A proof-of-concept for a read-only filesystem with random contents generated on demand.
Developed at the request of Lars Wirzenius.
Licensed under the Blue Oak Model License 1.0.0.
- Rust and Cargo (tested with Rust 1.47.0)
- fuse (including the headers, that's
libfuse-dev
on Debian) (tested with 2.9.9)
In the root of the repo:
mkdir mnt
cargo run --release mnt
This will mount PlentyFS into mnt
directory and block. You can work with the
directory in a different terminal.
Once you're done, cd to the root of the repo and call:
fusermount -u mnt
This will unmount PlentyFS and release the first terminal.
The filesystem should:
- be read-only
- have files with random contents
- store (almost) nothing in memory or on disk
For this PoC, the FS contains a single directory (root) with a fixed number of files (10,000) of fixed size (1 megabyte each). The only thing that's random is the contents of the file.

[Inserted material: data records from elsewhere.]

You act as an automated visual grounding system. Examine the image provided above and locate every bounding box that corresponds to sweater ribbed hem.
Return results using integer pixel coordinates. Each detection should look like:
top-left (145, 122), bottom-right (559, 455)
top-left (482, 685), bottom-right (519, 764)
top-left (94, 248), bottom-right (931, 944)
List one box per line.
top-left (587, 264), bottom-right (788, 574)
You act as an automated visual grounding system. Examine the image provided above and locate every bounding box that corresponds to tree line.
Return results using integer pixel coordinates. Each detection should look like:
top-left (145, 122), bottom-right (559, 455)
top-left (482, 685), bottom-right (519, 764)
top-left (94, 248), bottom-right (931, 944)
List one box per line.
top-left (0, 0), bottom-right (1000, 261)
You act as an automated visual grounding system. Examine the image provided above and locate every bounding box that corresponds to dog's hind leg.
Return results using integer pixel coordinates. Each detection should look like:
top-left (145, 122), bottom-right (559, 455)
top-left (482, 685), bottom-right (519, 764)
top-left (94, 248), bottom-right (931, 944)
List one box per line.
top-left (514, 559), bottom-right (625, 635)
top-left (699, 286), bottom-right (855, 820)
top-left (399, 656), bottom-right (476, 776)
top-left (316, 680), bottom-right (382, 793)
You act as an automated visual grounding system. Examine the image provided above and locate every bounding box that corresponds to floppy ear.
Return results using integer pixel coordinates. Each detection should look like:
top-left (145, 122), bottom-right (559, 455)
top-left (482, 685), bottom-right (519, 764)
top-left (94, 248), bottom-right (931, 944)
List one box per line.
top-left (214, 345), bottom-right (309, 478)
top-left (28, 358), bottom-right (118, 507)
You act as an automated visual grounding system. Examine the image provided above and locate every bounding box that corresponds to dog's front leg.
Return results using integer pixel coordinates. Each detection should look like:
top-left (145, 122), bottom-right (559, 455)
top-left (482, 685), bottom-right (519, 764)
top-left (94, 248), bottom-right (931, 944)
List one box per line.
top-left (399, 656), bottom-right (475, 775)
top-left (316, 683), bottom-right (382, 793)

Upon mounting, we take the PID of the fuse program. That's our "root seed", and it's the only value that PlentyFS stores in memory. Everything else is computed from it and the meta-information.
Upon each read()
, we generate the blocks that contain requested data. To do
that, we:
-
generate a "file seed": combine root seed with the file's inode number, and hash the result;
-
generate the block: combine the file seed with the block number, and hash the result.
This architecture is "embarrassingly parallel", because the contents of the file blocks depend only on the "root seed", file's inode, and the block offset. This should enable it to scale linearly to many cores.
Details of this implementation:
- file inodes are numbered from 2 upwards;
- the hash we use is SHA-1.
On Intel i7-7700HQ, tar -cvf /dev/shm/plentyfs.tar /mnt
achieves 115 MB/s.
Note that /dev/shm/
is a tempfs
. The speed was limited by this program,
which maxed out a single core for the whole duration of the benchmark.
Horn of plenty (conrnucopia) is a small object overflowing with food and riches. Similarly, PlentyFS is a tiny filesystem containing as much data as you can consume.